In an unexpected move unveiled at the meeting in Dubai of the Group of Seven rich nations, the Iraqi Governing Council announced sweeping reforms to allow total foreign ownership without the need for prior approval.
The initiative bore all the hallmarks of Washington's ascendant neoconservative lobby, complete with tax cuts and trade tariff rollbacks. It will apply to everything from industry to health and water, although not oil.
But it is still likely to feed concerns that Iraq is being turned into a golden opportunity for profiteering by multinational corporations relying on their political connections.
Already, the biggest reconstruction contracts have been allocated to American firms such as Bechtel and Halliburton, which have ties to the Bush administration. They were selected behind closed doors, with no opportunity for competitors to present bids.
Iraq is far from an ideal environment for business, however, and the new initiative seemed calculated to overcome qualms overseas companies have had about the risks to both people and capital.
It remains to be seen whether the prospect of buying into Iraq's most essential services, pricing those services at will and repatriating profits in their entirety will be a strong enough lure to offset the continuing inability of the US military to make the country secure from resistance fighters and heavily armed criminal gangs.
Wholesale privatisation is a dramatic departure from Saddam Hussein's centralised management of the Iraqi economy, which was reasonably successful in capitalising on the country's oil wealth to build modern hospitals, schools and other infrastructure, at least until the upheavals of the 1980-88 Iran-Iraq war, the 1991 Gulf War and the imposition of United Nations sanctions after that conflict.
One Arab expert said: "There's a fear that privatisation of too many things will lead to things being sold off for a mess of potage." Kamel al-Gailani, the Finance Minister in the provisional government, said the moves would open Iraq to free- market competition that would deliver investment, job creation and long-term economic growth.
"We are providing Iraqi citizens with the freedom and opportunities they were denied for so long under the Baath party to realise their economic potential," he said. "The reforms will advance efforts to build a free and open market economy in Iraq, promote Iraq's future economic growth, [and] accelerate Iraq's re-entry into the international economy and reintegration with other countries."
The moves presented by Mr Gailani, approved by the US and UK's coalition provisional authority, include:
100 per cent foreign ownership in all sectors except natural resources;
direct ownership as well as joint ventures and setting up branches;
full, immediate remittance to the host country of profits, dividends, interest and royalties.
Privatisation of everything from electricity and telecommunications to pharmaceuticals and engineering could see hundreds of previously state-owned companies sold off.
There will be a tax holiday for the rest of this year, and income and business taxes for investors will be capped at 15 per cent from next year.
Trade tariffs will be slashed to show that Iraq is a "country that embraces free trade". A 5 per cent surcharge will be levied on all imports, other than humanitarian goods such as food, medicine and books, to fund the reconstruction effort.
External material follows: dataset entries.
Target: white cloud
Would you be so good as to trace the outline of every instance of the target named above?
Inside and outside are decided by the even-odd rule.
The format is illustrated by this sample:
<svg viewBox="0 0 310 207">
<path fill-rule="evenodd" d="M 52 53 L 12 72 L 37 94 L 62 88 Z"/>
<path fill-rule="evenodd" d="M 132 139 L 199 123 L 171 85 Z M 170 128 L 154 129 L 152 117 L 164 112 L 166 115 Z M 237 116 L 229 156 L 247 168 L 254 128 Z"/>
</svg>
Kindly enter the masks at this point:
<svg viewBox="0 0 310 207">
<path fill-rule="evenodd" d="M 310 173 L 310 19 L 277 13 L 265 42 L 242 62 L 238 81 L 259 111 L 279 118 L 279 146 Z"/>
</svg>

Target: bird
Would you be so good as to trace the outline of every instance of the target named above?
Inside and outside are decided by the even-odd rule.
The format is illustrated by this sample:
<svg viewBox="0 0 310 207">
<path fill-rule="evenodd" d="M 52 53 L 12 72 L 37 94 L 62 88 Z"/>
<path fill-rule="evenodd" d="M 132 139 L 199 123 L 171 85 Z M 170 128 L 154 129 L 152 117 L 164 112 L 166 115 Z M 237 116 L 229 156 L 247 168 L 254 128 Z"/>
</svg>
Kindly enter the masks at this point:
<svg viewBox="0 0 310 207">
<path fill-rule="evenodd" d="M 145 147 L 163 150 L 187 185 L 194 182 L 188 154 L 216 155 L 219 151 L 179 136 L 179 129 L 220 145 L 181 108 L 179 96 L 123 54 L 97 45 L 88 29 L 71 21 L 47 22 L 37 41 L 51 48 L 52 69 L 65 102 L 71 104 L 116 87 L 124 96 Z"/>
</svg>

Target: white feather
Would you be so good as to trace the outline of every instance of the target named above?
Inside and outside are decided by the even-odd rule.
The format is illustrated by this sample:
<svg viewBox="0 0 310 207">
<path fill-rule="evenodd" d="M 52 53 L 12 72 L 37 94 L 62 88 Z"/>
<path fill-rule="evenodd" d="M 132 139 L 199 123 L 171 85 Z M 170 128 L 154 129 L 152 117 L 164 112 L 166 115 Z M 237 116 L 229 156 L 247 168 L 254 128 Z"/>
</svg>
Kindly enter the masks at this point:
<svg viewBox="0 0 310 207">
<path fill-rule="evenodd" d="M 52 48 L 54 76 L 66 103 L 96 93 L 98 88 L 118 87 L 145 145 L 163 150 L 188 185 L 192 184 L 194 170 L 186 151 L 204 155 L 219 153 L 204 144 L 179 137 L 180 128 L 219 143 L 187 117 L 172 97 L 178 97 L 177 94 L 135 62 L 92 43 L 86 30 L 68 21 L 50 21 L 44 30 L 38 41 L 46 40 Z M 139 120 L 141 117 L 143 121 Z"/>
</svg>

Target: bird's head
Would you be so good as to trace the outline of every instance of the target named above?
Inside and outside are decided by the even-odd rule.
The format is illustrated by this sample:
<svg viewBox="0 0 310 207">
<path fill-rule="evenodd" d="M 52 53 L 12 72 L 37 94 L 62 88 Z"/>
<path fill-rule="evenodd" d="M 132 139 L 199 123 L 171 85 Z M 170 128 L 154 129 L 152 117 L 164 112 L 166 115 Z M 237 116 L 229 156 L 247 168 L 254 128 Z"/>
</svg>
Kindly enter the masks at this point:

America defended the decision to offer such a generous package of tax breaks to entice investors. "Capital is a coward," said John Snow, US Treasury Secretary. "It doesn't go places where it feels threatened. Companies will not send employees to places that aren't secure." Iraq's vast oil reserves, the world's largest apart from Saudi Arabia's, would remain in government hands. "They're going to run government finances based on oil revenues," Mr Snow said.
Five months after the overthrow of Saddam, there are no visible signs of reconstruction. Clean water and electricity are still not available to most people and entire neighbourhoods are still without phone lines.
Washington is desperately seeking help with footing the $100bn bill it estimates rebuilding Iraq will cost.